Je regarde mon frère s'éloigner, quelque peu gêné de croiser son regard. Weny et moi avons eu plusieurs rendez-vous, de très bons moments à chaque fois mais je sais pertinemment que notre relation n'ira pas plus loin. Ses parents sont infirmiers, ils possèdent un appartement dans le centre-ville. Elle a été affectée ici pour ses débuts, ce n'est qu'une question de temps avant qu'elle ne regagne les siens et retrouve son train de vie.
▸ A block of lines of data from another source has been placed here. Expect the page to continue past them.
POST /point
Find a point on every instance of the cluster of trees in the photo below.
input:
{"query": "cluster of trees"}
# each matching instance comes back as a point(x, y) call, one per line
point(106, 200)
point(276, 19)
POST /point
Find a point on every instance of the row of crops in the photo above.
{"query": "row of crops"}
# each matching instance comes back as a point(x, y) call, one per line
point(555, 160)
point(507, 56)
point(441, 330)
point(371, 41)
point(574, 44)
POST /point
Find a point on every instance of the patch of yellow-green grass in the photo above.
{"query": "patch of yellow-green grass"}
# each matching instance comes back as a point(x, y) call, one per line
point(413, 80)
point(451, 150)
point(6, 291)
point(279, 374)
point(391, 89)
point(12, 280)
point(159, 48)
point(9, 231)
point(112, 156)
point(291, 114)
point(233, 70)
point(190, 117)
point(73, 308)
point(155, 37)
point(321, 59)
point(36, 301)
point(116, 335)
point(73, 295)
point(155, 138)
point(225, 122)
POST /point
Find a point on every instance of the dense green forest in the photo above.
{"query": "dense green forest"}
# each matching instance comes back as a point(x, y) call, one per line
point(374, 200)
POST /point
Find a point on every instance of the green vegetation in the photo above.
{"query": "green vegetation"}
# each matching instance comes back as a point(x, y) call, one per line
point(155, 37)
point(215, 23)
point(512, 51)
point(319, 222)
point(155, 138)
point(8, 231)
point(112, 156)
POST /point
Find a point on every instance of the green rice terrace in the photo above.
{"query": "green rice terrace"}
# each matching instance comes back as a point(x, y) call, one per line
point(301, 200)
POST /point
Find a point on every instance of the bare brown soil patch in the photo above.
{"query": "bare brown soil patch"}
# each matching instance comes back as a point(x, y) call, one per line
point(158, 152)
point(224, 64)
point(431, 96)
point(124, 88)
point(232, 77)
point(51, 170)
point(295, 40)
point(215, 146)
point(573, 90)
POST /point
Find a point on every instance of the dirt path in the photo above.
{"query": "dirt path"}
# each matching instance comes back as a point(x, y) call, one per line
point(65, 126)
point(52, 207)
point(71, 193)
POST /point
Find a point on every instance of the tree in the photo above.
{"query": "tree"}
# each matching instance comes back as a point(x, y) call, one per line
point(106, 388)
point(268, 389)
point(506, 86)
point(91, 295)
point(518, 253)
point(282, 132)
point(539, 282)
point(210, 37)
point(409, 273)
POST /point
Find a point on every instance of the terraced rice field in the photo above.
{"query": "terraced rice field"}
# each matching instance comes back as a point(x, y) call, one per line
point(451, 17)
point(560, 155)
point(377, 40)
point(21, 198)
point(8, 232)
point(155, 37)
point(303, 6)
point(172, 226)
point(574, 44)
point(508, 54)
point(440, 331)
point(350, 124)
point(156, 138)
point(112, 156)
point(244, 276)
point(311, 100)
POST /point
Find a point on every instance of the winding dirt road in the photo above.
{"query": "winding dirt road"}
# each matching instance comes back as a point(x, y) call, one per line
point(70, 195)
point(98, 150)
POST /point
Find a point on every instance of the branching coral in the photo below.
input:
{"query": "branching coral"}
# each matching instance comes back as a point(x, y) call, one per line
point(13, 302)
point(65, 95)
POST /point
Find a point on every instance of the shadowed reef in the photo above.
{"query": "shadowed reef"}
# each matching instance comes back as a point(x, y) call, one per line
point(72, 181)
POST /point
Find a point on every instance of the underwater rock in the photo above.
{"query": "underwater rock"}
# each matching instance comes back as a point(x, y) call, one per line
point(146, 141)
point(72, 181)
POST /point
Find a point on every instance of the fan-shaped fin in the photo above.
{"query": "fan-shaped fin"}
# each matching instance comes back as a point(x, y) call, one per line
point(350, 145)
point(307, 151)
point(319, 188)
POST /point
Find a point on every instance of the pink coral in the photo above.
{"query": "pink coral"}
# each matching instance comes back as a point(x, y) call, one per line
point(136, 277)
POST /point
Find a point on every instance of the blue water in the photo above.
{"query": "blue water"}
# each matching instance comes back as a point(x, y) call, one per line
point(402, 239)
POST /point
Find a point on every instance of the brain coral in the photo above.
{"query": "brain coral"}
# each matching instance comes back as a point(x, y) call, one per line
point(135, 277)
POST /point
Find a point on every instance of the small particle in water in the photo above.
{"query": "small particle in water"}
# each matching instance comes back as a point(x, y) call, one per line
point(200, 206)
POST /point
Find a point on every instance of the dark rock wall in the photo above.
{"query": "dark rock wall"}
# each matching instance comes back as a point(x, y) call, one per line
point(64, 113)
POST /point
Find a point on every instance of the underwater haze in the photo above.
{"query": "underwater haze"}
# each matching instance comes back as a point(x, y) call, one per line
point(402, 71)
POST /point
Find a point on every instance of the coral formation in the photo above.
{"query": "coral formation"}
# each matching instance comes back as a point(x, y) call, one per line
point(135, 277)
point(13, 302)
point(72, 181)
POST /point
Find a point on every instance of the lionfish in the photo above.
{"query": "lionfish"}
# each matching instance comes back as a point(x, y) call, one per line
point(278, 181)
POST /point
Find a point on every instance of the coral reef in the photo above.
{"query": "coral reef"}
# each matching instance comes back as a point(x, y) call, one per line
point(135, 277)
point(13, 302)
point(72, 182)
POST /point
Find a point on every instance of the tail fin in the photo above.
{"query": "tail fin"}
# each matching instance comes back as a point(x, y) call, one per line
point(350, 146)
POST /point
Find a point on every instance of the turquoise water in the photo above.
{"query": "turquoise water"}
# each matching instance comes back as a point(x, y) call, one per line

Notre classe sociale est bien le problème: nous venons de deux mondes différents.

- J'étais pas mal occupé excuse-moi.

- Ça me fait très plaisir de te revoir.

- Moi aussi. 

J'essaye de regarder par-dessus son épaule si je ne vois pas mon frère mais il semble décidé à se faire attendre.

- Tu es pris ce week-end ? Sergeil fait un dîner au port pour les derniers jours de l'été.

Je ne peux refuser: j'ai déjà esquivé plusieurs rendez-vous par le passé, je ne peux pas lui faire le coup à chaque fois. Ce n'est qu'une soirée, cela n'engage en rien.

- Avec plaisir.

Weny s'approche pour m'embrasser la joue qu'elle écrase de sa main. Son rouge à lèvres me laisse une marque qu'elle efface de son doigt. Caeli se montre enfin pour que nous rentrons. Il me fait savoir qu'il est affamé, je veux bien le croire. Face à mon silence, il comprend qu'il ne mangera pas ce midi. Weny pose sa main sur ses cheveux avant de partir à son bureau, elle revient avec une boîte en métal rouge décorée de coquelicot qu'elle met dans le sac de Caeli.

- N'oublies pas de me la ramener demain, promis ?

Je lui souris pour la remercier. Caeli échange son sac avec la petite boite métalique. Je récupère ses affaires au sol et salue Weny en partant. Elle me rappelle notre rendez-vous, à l'abri sous le toit de tôles. Je lui fait un signe de la main. Sur le chemin, nous prenons notre temps pour rentrer. Avec Lyra cloîtrée à la maison, nous allons rester avec elle pour lui tenir compagnie. Il commence déjà à faire chaud, une après-midi au calme ne fera pas de mal. Nous nous réfugiant à l'ombre pour rentrer, changeant de trottoir pour éviter le soleil. Notre parcours zigzague entre les devantures de boutiques ou les auvents de certaines habitations. 

Arrivés à la maison, Caeli s'empresse d'aller à sa chambre réquisitionner une sélection de livres pour son après-midi. Je dépose ses affaires aux pieds de l'escalier en récupérant la boîte de Weny pour répartir la nourriture. C'est à ce détail que je me rends compte qu'elle ne se préoccupe pas autant que moi de notre différence sociale. Des biscuits secs, du pain de mie, des fruits... Je serre les dents devant pareil festin. Ce ne sera pas une chose facile de mettre un terme à cette relation. Je ne l'ai jamais invité dans le quartier, encore moins ici. La misère la ferait fuir. 

Apportant les victuailles au séjour, je déplie une nappe à même le sol avant d'y dresser notre déjeuner. Lyra est assise sur le futon, fixant les cagettes en bois nous servant de meubles de rangement. Un bout de papier est posé dessus, sûrement un avis d'échéance pour nos parents. En passant à ses côtés je lui serre l'épaule et lui caresse la joue. Les problèmes d'argent la tracasse bien plus que nous. En m'approchant je me rend compte que c'est bien pire que ça. 

Je reconnais la carte posée sur le bois. Le soleil brille sur ses dorures. Je pensais jusque-là que notre famille n'en recevrait jamais. Je m'approche fébrilement de la table pour soulever la carte rigide, rectangulaire, lisse. Le logo, enchevêtrement de lettres stylisées, scintille sous le soleil. Mes mains tremblent. J'expire doucement avant de la retourner pour voir s'il s'agît de ma sœur ou de moi. Vu sa tête, j'espère que ce n'est pas elle. Je la retourne doucement pour voir apparaître le nom de celui d'entre nous qui devra entrer dans l'Organisation. A cet instant le monde s'abat sur moi. L'un de nous va quitter les blocs pour s'enrôler dans l'Organisation. Le cœur battant, la sentence tombe: Loan Caius.